Redemption of the Rights
At any time prior to the Flip-In Event, the Board may redeem the Rights in whole, but not in part, at a price of $0.001 per Right (the "Redemption Price") payable, at the option of the Company, in cash, shares of Common Stock or such other form of consideration as the Board shall determine. The redemption of the Rights may be made effective at such time, on such basis and with such conditions as the Board in its sole discretion may establish. Immediately upon any redemption of the Rights, the right to exercise the Rights will terminate and the only right of the holders of Rights will be to receive the Redemption Price.
Amendment of Terms of Rights Agreement and Rights
For so long as the Rights are then redeemable, the Company may, except with respect to the Redemption Price, amend the Rights Agreement in any manner. After the Rights are no longer redeemable, the Company may, except with respect to the Redemption Price, amend the Rights Agreement in any manner that does not adversely affect the interests of holders of the Rights (other than holders of Rights owned by or transferred to any person who is or becomes an Acquiring Person and certain transferees thereof).
Voting Rights; Other Stockholder Rights
Until a Right is exercised or exchanged, the holder thereof, as such, will have no rights as a stockholder of the Company, including, without limitation, the right to vote or to receive dividends.
Anti-Dilution Provisions
The Purchase Price payable, and the number of shares of Preferred Stock or other securities or property issuable, upon exercise of the Rights is subject to adjustment from time to time to prevent dilution (i) in the event of a stock dividend on, or a subdivision, combination or reclassification of, the Preferred Stock, (ii)

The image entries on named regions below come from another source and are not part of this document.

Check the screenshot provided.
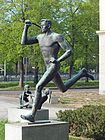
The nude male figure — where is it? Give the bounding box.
[21,19,94,122]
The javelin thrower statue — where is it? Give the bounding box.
[21,19,94,122]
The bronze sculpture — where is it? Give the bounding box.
[21,19,94,122]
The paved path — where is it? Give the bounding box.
[0,89,98,119]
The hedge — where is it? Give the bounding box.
[57,105,105,140]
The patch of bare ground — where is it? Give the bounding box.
[53,89,105,109]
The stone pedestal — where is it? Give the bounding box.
[8,108,49,122]
[5,121,69,140]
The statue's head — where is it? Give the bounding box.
[41,19,52,33]
[24,84,30,91]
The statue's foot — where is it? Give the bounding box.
[44,88,52,96]
[82,68,94,80]
[20,115,35,122]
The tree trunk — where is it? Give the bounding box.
[19,57,24,88]
[15,61,18,77]
[34,67,39,84]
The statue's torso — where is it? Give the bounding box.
[37,33,60,65]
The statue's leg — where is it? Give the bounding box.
[21,63,59,122]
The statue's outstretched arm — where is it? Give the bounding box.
[21,20,38,45]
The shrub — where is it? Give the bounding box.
[57,105,105,140]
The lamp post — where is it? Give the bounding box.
[96,0,105,94]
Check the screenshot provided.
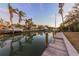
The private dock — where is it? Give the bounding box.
[42,32,79,56]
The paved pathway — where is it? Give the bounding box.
[42,33,68,56]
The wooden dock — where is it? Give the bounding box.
[42,34,68,56]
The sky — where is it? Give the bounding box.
[0,3,74,27]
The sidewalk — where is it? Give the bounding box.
[42,32,79,56]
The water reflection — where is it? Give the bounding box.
[0,32,51,56]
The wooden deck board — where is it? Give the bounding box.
[42,34,68,56]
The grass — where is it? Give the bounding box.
[65,32,79,53]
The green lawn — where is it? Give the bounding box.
[64,32,79,52]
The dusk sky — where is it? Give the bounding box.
[0,3,74,26]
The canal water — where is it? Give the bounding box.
[0,32,53,56]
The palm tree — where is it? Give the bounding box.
[18,10,25,23]
[8,3,18,25]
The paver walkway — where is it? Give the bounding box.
[42,33,68,56]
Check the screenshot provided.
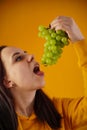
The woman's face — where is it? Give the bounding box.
[1,47,45,90]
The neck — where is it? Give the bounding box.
[11,90,36,116]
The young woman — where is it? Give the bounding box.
[0,16,87,130]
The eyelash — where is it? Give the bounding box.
[15,56,23,62]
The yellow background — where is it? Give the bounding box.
[0,0,87,97]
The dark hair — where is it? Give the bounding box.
[0,46,62,130]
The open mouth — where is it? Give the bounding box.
[33,63,44,76]
[33,66,40,74]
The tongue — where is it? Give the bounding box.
[37,71,44,76]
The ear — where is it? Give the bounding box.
[3,77,14,88]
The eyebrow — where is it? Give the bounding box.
[12,51,27,58]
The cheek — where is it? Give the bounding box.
[10,68,32,85]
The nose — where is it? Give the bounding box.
[27,54,34,63]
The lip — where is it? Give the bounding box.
[33,62,44,76]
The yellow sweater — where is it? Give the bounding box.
[18,40,87,130]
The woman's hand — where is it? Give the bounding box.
[50,16,84,42]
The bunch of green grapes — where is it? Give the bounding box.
[38,25,69,65]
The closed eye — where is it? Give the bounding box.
[15,56,24,62]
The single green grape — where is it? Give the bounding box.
[38,25,45,31]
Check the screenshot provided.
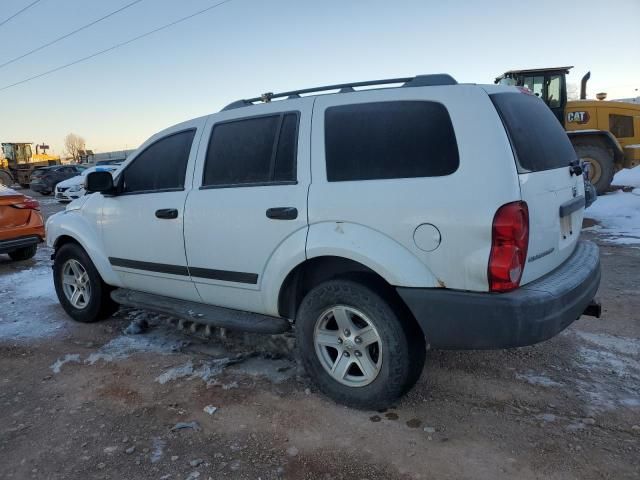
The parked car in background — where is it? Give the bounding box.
[55,164,119,202]
[47,75,600,409]
[0,185,44,260]
[29,165,84,195]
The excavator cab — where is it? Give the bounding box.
[2,143,33,168]
[495,67,573,125]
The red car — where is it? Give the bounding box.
[0,185,44,260]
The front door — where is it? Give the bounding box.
[101,124,204,301]
[185,99,313,314]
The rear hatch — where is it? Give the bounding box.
[490,90,584,285]
[0,186,32,233]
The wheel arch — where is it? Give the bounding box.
[278,256,419,327]
[47,224,122,287]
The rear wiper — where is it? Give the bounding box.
[569,159,582,177]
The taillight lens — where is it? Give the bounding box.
[489,202,529,292]
[12,197,40,210]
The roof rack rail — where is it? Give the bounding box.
[222,73,458,111]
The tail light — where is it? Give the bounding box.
[489,202,529,292]
[11,197,40,210]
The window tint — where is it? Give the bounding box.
[123,130,196,192]
[609,115,633,138]
[491,92,577,172]
[325,101,459,182]
[202,113,298,186]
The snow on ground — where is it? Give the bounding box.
[515,331,640,414]
[611,166,640,187]
[585,166,640,245]
[0,248,66,341]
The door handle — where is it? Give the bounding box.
[156,208,178,219]
[267,207,298,220]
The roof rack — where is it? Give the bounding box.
[222,73,458,111]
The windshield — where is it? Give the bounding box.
[80,165,118,177]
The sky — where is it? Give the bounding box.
[0,0,640,154]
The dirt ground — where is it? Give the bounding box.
[0,193,640,480]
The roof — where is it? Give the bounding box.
[495,65,573,83]
[222,73,458,111]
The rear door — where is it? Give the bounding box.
[184,99,313,313]
[490,91,584,285]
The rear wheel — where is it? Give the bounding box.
[53,243,118,323]
[296,280,425,409]
[575,145,615,195]
[9,245,38,262]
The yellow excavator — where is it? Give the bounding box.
[495,67,640,194]
[0,142,60,188]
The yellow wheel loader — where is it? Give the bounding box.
[495,67,640,194]
[0,142,60,188]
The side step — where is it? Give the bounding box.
[111,288,291,334]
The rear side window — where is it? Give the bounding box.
[609,115,634,138]
[123,130,196,193]
[490,92,578,172]
[202,112,298,187]
[325,101,459,182]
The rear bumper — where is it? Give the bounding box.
[397,241,600,349]
[0,235,42,253]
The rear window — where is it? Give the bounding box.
[490,92,578,172]
[325,101,459,182]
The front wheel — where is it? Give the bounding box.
[296,280,425,410]
[53,243,118,323]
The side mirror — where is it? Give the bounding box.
[84,172,113,193]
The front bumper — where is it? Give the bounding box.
[397,241,600,349]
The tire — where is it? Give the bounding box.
[53,243,118,323]
[296,279,425,410]
[0,171,13,187]
[575,144,616,195]
[9,245,38,262]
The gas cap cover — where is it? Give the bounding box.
[413,223,442,252]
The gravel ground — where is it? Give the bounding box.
[0,195,640,480]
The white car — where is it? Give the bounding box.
[47,75,600,409]
[55,165,119,203]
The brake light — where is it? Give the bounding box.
[12,197,40,210]
[488,202,529,292]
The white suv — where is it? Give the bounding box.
[47,75,600,408]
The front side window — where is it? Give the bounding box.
[123,129,196,193]
[609,115,634,138]
[324,101,459,182]
[202,112,298,187]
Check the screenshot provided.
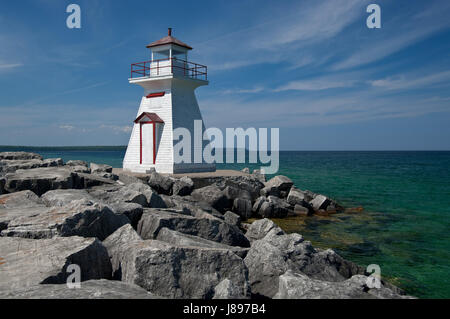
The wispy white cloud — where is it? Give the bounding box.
[370,70,450,90]
[274,80,354,92]
[333,1,450,70]
[59,125,75,132]
[0,63,23,69]
[100,124,133,133]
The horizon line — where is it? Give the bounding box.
[0,145,450,152]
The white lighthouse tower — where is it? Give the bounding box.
[123,28,216,173]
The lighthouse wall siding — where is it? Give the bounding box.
[123,89,173,173]
[123,78,215,173]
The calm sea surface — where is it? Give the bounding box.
[0,147,450,298]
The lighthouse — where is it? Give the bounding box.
[123,28,216,174]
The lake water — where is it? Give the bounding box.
[0,147,450,298]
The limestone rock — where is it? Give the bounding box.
[76,173,116,188]
[0,191,43,208]
[126,183,167,208]
[192,185,230,212]
[0,205,50,231]
[103,224,142,280]
[66,160,88,167]
[0,236,112,291]
[274,271,408,299]
[213,278,248,299]
[90,163,112,174]
[147,171,175,195]
[107,202,144,229]
[5,167,77,196]
[2,203,130,240]
[309,195,331,210]
[233,198,252,220]
[223,211,241,227]
[101,240,249,299]
[245,218,285,241]
[264,175,294,192]
[244,230,363,298]
[172,176,194,196]
[287,187,305,206]
[41,189,94,207]
[138,209,249,247]
[0,152,43,161]
[0,279,161,300]
[156,228,248,258]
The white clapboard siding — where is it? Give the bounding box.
[123,76,215,173]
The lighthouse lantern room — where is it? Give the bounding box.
[123,28,215,173]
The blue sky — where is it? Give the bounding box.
[0,0,450,150]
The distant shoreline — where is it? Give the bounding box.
[0,145,450,152]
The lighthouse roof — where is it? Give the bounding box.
[147,28,192,50]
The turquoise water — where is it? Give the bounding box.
[0,147,450,298]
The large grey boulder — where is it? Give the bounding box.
[216,175,264,201]
[0,205,50,234]
[90,163,112,174]
[0,152,43,160]
[213,278,242,299]
[113,174,145,185]
[0,236,112,291]
[223,211,242,227]
[0,191,48,231]
[252,169,267,184]
[245,218,285,241]
[41,189,94,207]
[5,167,78,196]
[267,196,293,218]
[274,271,410,299]
[64,165,91,174]
[233,198,252,220]
[126,183,167,208]
[0,191,43,209]
[66,160,88,167]
[105,234,249,299]
[309,195,331,210]
[0,279,160,300]
[0,176,6,195]
[103,224,143,280]
[0,158,64,173]
[1,202,130,240]
[156,228,248,258]
[287,187,305,206]
[172,176,194,196]
[147,171,175,195]
[244,229,364,298]
[107,202,144,229]
[138,209,250,247]
[191,185,230,213]
[252,195,293,218]
[76,172,116,188]
[161,195,223,219]
[223,186,252,203]
[261,175,294,196]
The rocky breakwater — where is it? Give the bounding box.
[0,153,414,299]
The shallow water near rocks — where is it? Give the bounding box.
[0,147,450,298]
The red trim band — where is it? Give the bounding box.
[146,92,166,99]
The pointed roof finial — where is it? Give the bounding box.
[147,28,192,50]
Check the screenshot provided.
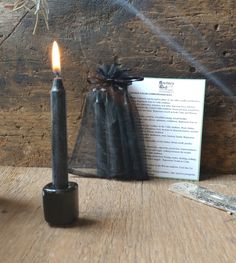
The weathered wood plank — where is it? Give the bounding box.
[0,167,236,263]
[0,0,236,173]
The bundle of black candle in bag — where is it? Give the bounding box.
[69,63,148,180]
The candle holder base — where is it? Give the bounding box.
[43,182,78,226]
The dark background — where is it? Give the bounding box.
[0,0,236,174]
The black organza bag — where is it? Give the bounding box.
[69,64,148,180]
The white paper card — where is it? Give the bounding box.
[129,78,205,180]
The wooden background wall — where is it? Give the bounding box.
[0,0,236,176]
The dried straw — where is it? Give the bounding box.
[13,0,49,35]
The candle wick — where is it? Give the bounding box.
[54,71,60,78]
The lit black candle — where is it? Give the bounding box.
[43,41,78,226]
[51,41,68,189]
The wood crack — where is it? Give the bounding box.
[0,5,35,47]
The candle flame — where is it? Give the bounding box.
[52,41,61,74]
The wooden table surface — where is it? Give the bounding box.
[0,167,236,263]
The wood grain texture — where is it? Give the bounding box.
[0,0,236,173]
[0,167,236,263]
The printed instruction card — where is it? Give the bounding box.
[129,78,205,180]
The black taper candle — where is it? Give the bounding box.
[51,76,68,189]
[43,42,78,226]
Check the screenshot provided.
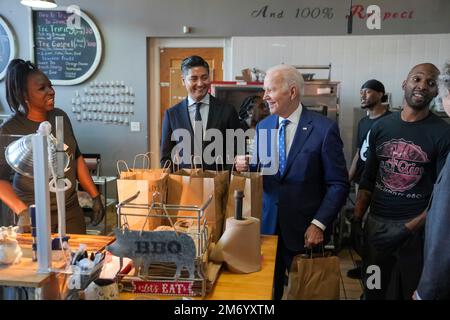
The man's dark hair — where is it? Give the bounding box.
[181,56,209,77]
[5,59,40,114]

upon the grant to holders of the Preferred Stock of certain rights or warrants to subscribe for or purchase Preferred Stock at a price, or securities convertible into Preferred Stock with a conversion price, less than the then-current market price of the Preferred Stock or (iii) upon the distribution to holders of the Preferred Stock of evidences of indebtedness or assets (excluding regular periodic cash dividends or dividends payable in Preferred Stock) or of subscription rights or warrants (other than those referred to above).
The number of outstanding Rights is subject to adjustment in the event of a stock dividend on the Common Stock payable in shares of Common Stock or subdivisions, consolidations or combinations of the Common Stock occurring, in any such case, prior to the Distribution Date.